Rep. Jeff Miller doesn’t want to see the Navy ground the Blue Angels.
But the Chumuckla Republican said the national debt has grown so large — now approaching $16.5 trillion — that he’s reluctantly willing to go along with the Pentagon’s proposal to scrub a number of scheduled air shows, including the annual July 4 demonstration in Pensacola, reports Florida Today.
The proposal is part of a larger deal to cut federal spending under the “sequestration” portion of an August 2011 agreement to raise the nation’s debt ceiling.
“I want to see the Blue Angels fly as much as anybody else, but this country is in a serious financial position,” Miller said Wednesday. “And if the only way that we can get control of spending is through sequestration, I’m ready to go in that direction — even if it means the Blue Angels suspending some of their air shows.”
The Blue Angels are based in Pensacola.

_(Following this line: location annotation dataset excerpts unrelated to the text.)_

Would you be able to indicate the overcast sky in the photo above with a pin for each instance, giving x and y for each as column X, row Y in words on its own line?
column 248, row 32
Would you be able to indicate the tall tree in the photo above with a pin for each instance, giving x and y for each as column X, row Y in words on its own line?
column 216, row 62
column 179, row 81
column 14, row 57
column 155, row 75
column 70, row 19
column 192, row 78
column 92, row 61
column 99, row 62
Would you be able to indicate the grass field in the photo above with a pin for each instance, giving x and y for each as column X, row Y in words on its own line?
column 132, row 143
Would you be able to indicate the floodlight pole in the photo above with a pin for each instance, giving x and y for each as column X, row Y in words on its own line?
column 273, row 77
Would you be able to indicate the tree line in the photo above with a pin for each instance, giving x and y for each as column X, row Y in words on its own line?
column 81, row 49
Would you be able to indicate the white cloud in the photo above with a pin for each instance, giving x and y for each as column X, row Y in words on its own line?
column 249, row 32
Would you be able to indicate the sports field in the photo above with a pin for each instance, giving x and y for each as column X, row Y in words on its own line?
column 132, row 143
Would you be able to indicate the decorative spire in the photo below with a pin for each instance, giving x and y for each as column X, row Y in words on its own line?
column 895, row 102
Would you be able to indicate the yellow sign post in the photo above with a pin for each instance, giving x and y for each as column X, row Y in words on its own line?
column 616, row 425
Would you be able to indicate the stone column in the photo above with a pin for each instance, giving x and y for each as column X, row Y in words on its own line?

Upcoming air shows in Jacksonville and Tampa would also be canceled under the plan.
Sequestration imposes automatic across-the-board spending cuts of more than $1 trillion over the next decade, including $500 billion at the Pentagon. The cuts originally were set to take effect Jan. 1, but Congress approved a two-month delay, making March 1 the new deadline.
This week, the Pentagon began sharing details of its plan to cut $46 billion from its budget for fiscal 2013, which ends Sept. 30.
The plan calls for $4 billion in cuts to the Navy, including furloughs of “most” Naval civilian workers for 22 days. That presumably would affect workers at Pensacola Naval Air Station and other naval bases in Florida.
The cuts would save $20 million by canceling Blue Angels air shows scheduled from April through September. That would mean no July performance over Pensacola Beach this year.
“In order to do what this country needs to do, we can no longer afford to do the things we like to do,” said Miller, a senior member of the House Armed Services Committee. “Unfortunately, the Blue Angels may be one of those things.”
On Tuesday, President Barack Obama urged Congress to avoid the sequestration cuts by passing a new debt-reduction package that would increase some taxes.
“While it’s critical for us to cut wasteful spending, we can’t just cut our way to prosperity,” Obama told reporters. “Deep, indiscriminate cuts to things like education and training, energy and national security will cost us jobs, and it will slow down our recovery. It’s not the right thing to do for the economy. It’s not the right thing for folks who are out there still looking for work.”
Miller and other Republicans have repeatedly said they won’t support new taxes because spending is the problem.
The threat of automatic cuts to defense and other programs was designed to be so distasteful that lawmakers would have to compromise on reducing deficits in a less drastic way. Economists say allowing the sequestration cuts to take effect could reverse the country’s fragile economic recovery.
The Republican-run House passed bills that included steep budget cuts but would have allowed the Pentagon more leeway in deciding how to implement them. The Senate, controlled by Democrats, never took up the bills, so sequestration remains on track.
Miller and other GOP lawmakers now sound almost ready to accept the drastic cuts under sequestration as the only alternative to spiraling debt.
“It was not the way that I would prefer that we gain control of spending in Washington,” Miller said. “But it may be the only way that we can get members here on the Hill to understand how serious the problem is.”